〇ことほどさように、ヴィレッジの秩序の根底にあるのはカネや性の欲望だが、外向けにはあくまで美辞麗句を弄して憚らない。ゴミ処理場のPRとなったユウが、テレビの取材に対して「霞門村は多様性を尊重し、未来に進むことを諦めません。環境と伝統が共存する村、それが霞門村です。今後も循環型社会や地球温暖化の防止に向けた村づくりが重要だと思っています。みなさん、ぜひ霞門村に遊びに来てください」と弁じたとおり。つまりは、日本列島のあちらこちらでさかんに「多様性」や「循環型」が持ち出されるのは、それだけ後ろめたい事情がひそんでいるからだろう。



〇ヴィレッジでは、人権や生命がきわめて軽い。ユウとミサキはイザとなったら躊躇わずにトオルを殺害・遺棄したし、トオルの叔父の刑事(中村獅童)がその死体をゴミ処理場から掘り出すと、実父の村長はユウに向かって「お前らがやったんだな。まあ、そんなことはどうでもいい。ウソはどうとでもつける。それより、ふたりでこの村を建て直そう」と言い出す始末。ついては「ミサキに犠牲になってもらおう」と口にしたところで、ユウは逆上して相手を絞め殺して屋敷に火をつけた。かつての父親と同じように。ヴィレッジにおいては人権・生命の無残なやりとりが際限なく反復していくのである。

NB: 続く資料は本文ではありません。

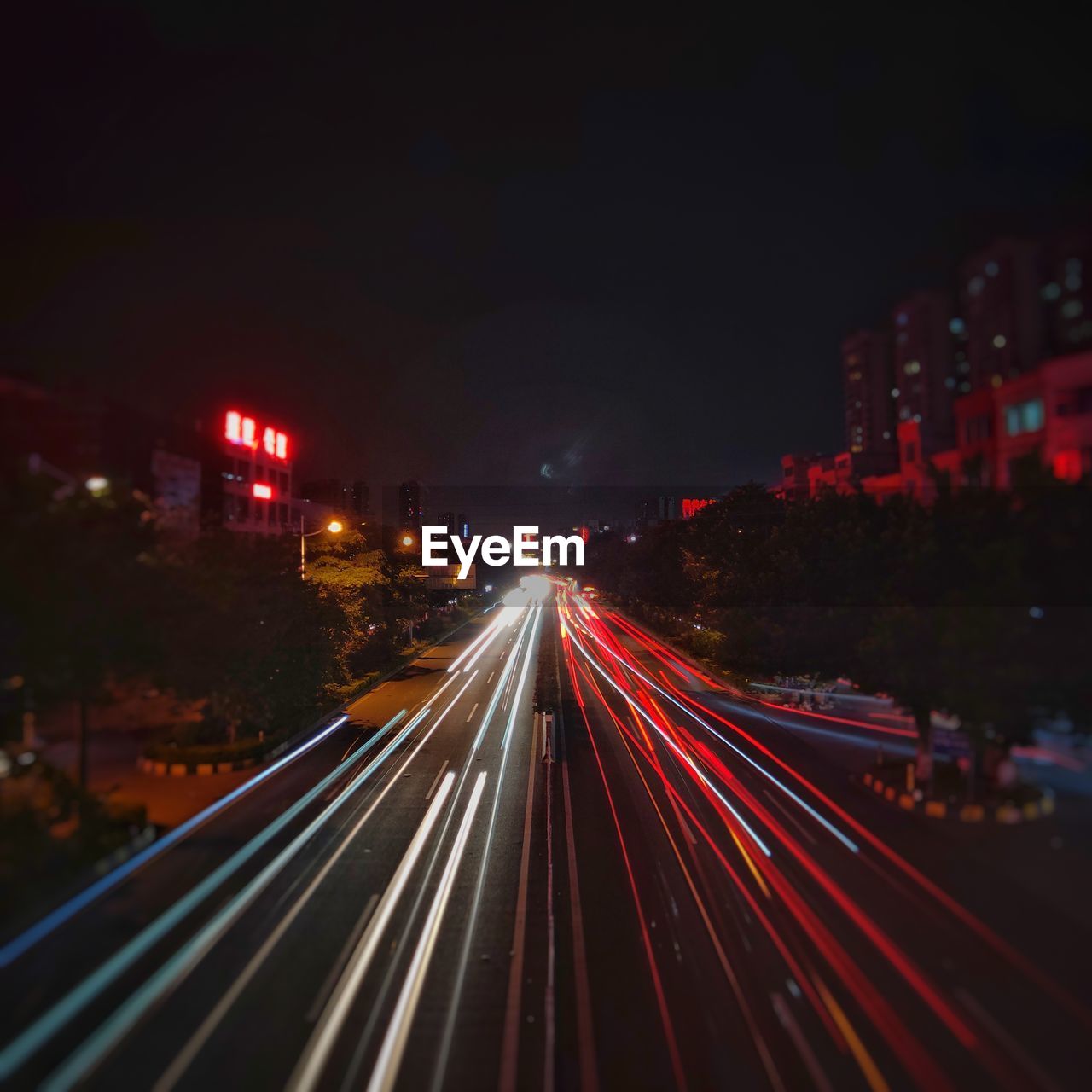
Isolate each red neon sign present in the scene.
[224,410,288,462]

 こうして映画をモデルにシミュレーションしてみると、どうやら炙りだされてくるのは地域社会の原理だけではなさそうだ。ヴィレッジというものを、自民党の派閥やら、兵庫県庁やら、大阪地検やら、東京女子医大やら、フジテレビやら……にも当てはめて眺めることができるように思うのだが、どうだろうか?